Op 15 december 2011 nam mijn oude vriend Wim Schul afscheid van zijn werkgever FNV-Formaat. Daar kwam een einde aan zijn functie van trainer voor ondernemingsraden. Op zijn afscheidssymposium mocht ik als intermezzo een verhaal vertellen. Natuurlijk kon ik het niet laten kritische dingen te zeggen over het medezeggenschapswereldje. Hieronder de tekst. 

Toespraak op 15 december 2011 in Woerden

Volgens het programma verzorg ik een intermezzo. Intermezzo roept mogelijk het idee op van een luchtige onderbreking, maar dat kunt u niet verwachten van een spreker die opgroeide in een sociaaldemocratisch, humanistisch, pacifistisch en geheelonthouders gezin. Te veel morele ballast om luchtig te kunnen zijn.

Gelukkig zegt het woordenboek dat een intermezzo iets is dat onderbreekt, gezegd wordt in afwijking of in afdwaling van het eigenlijke onderwerp.

Wim en ik zijn oude vrienden en dus leeftijdsgenoten. Volgens de levensfasetheorie willen wij nu onze ervaringen en inzichten overdragen op jongere generaties. Geen mooiere gelegenheid dan een afscheid om terug te kijken en boodschappen mee te geven voor de toekomst.

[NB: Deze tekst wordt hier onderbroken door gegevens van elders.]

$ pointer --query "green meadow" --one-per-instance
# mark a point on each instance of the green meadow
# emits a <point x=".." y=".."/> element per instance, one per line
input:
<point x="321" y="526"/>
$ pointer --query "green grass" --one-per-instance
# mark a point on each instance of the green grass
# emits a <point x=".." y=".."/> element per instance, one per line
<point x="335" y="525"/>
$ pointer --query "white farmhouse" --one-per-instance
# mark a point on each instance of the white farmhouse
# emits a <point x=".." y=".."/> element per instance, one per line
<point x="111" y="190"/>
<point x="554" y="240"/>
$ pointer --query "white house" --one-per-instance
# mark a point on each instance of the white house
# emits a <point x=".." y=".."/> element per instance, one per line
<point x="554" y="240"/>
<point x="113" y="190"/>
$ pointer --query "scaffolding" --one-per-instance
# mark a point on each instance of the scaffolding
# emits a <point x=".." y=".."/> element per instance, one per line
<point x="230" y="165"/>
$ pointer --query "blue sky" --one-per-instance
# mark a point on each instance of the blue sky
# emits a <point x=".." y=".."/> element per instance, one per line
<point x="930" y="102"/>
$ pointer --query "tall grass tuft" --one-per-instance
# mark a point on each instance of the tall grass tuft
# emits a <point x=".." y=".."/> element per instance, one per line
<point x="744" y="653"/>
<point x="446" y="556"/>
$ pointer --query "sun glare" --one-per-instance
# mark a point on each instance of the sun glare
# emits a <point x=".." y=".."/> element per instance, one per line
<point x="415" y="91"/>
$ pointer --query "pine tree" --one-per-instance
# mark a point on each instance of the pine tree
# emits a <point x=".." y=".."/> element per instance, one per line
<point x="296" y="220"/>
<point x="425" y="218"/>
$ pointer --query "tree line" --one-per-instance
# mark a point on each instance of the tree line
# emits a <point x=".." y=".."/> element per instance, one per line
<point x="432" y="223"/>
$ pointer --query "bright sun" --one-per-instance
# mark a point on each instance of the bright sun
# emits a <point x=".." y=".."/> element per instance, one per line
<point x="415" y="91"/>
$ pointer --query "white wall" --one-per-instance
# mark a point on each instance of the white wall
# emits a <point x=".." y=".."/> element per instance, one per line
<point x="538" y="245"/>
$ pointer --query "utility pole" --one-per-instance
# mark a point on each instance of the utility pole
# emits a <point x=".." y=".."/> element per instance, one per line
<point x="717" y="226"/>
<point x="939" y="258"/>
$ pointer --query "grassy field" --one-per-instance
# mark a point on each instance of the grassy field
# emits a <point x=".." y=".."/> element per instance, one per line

Voordat ik dat doe, moet ik u wijzen op het speldje dat ik niet eerder gedragen heb: mijn zilveren FNV-speld. Ik heb geleerd dat binnen groepen die zich definiëren in tegenstellingen tot andere partijen het intern gebruik van de meningsvrijheid niet altijd gewaardeerd wordt. Dus moet je zelf eerst excuseren en vooral benadrukken dat je van de club bent. De typische reactie is om niet te reageren met argumenten, maar om de intenties van de spreker verdacht te maken.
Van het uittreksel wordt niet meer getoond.